The announcement, made on May 21, 2026, also confirmed the hire of Sally Furlong as the division's sales director, based in Washington, D.C. Furlong brings a background in programmatic strategy and cross-channel media activation, with experience across political and issue advocacy advertising.

The problem the division is built to solve

The structural challenge facing campaigns heading into the 2026 midterm cycle is not simply one of budget or creative. Voter attention has scattered across an expanding array of channels - streaming platforms, social feeds, local broadcast, podcasts, and digital display - leaving campaigns struggling to understand whether messaging is landing, how frequently voters are being exposed, and whether spending is translating into any measurable impact.
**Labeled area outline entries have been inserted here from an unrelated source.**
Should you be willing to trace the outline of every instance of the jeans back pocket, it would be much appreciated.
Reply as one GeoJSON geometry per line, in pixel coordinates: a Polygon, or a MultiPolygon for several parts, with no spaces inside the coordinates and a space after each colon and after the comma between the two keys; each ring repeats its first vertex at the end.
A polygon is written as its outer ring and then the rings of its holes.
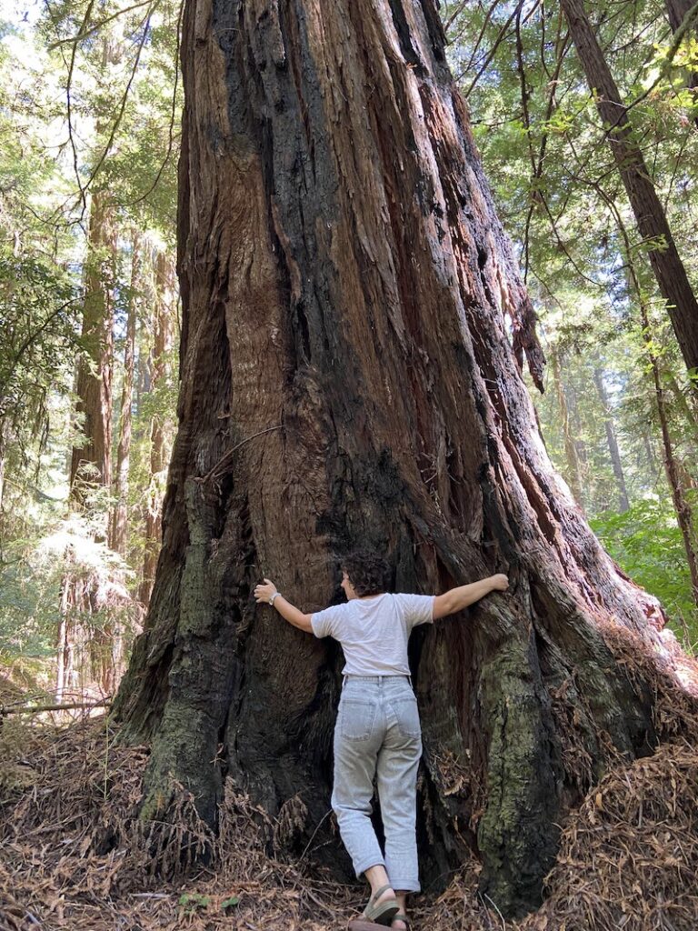
{"type": "Polygon", "coordinates": [[[340,733],[347,740],[368,740],[373,729],[376,706],[365,698],[347,698],[340,705],[340,733]]]}
{"type": "Polygon", "coordinates": [[[408,739],[422,736],[422,725],[420,723],[420,713],[417,708],[417,699],[412,695],[405,695],[403,698],[393,698],[391,700],[393,710],[397,718],[397,726],[400,734],[408,739]]]}

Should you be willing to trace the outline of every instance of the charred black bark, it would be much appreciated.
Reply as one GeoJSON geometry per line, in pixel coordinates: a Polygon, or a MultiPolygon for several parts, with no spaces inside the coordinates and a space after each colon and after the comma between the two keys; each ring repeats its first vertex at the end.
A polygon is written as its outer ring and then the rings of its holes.
{"type": "MultiPolygon", "coordinates": [[[[532,311],[436,11],[192,0],[182,54],[180,432],[114,711],[153,746],[143,814],[167,816],[176,779],[213,820],[226,772],[272,814],[300,792],[303,844],[327,813],[341,657],[255,609],[262,575],[308,611],[358,542],[407,591],[505,571],[510,593],[410,655],[426,878],[474,845],[521,912],[608,747],[657,739],[602,622],[665,651],[541,443],[517,364],[525,347],[540,378],[532,311]]],[[[318,856],[346,865],[326,827],[318,856]]]]}

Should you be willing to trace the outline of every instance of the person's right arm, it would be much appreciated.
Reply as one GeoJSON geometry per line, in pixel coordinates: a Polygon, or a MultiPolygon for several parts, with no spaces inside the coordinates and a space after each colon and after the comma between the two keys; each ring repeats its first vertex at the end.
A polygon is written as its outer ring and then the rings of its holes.
{"type": "Polygon", "coordinates": [[[439,617],[446,617],[447,614],[453,614],[457,611],[463,611],[476,601],[479,601],[490,591],[506,591],[509,580],[503,573],[490,575],[489,578],[480,579],[478,582],[471,582],[470,585],[462,585],[458,588],[451,588],[443,595],[436,595],[434,599],[434,620],[439,617]]]}

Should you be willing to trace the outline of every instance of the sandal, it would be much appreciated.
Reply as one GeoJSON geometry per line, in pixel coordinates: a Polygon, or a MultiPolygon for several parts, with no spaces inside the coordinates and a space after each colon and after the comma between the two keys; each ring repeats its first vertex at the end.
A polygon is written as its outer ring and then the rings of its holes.
{"type": "Polygon", "coordinates": [[[409,919],[407,915],[393,915],[390,921],[391,923],[395,921],[404,922],[408,926],[408,931],[412,931],[412,925],[409,924],[409,919]]]}
{"type": "Polygon", "coordinates": [[[393,897],[393,898],[386,898],[383,902],[378,902],[377,899],[383,896],[386,889],[391,889],[390,885],[382,885],[380,889],[376,889],[375,893],[369,899],[369,904],[364,909],[361,917],[368,922],[373,922],[375,924],[390,924],[395,916],[400,911],[400,907],[397,904],[397,899],[393,897]]]}

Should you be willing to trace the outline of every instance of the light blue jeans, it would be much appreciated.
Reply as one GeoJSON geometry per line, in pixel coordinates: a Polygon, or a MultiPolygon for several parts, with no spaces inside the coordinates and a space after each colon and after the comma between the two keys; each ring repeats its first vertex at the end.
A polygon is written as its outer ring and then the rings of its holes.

That fragmentation is not new, but it has deepened considerably over the past two cycles as streaming audiences grew and social platforms multiplied.

According to Digital Remedy's chief revenue officer Matt Fanelli, the problem extends beyond raw reach. "Campaigns need more than reach - they need transparency into where their media is running, how frequently voters are being exposed to messaging, and whether spend is actually driving incremental impact," Fanelli said. "The Political Desk combines the tools, expertise, and measurement capabilities needed to help campaigns make smarter media decisions in real time."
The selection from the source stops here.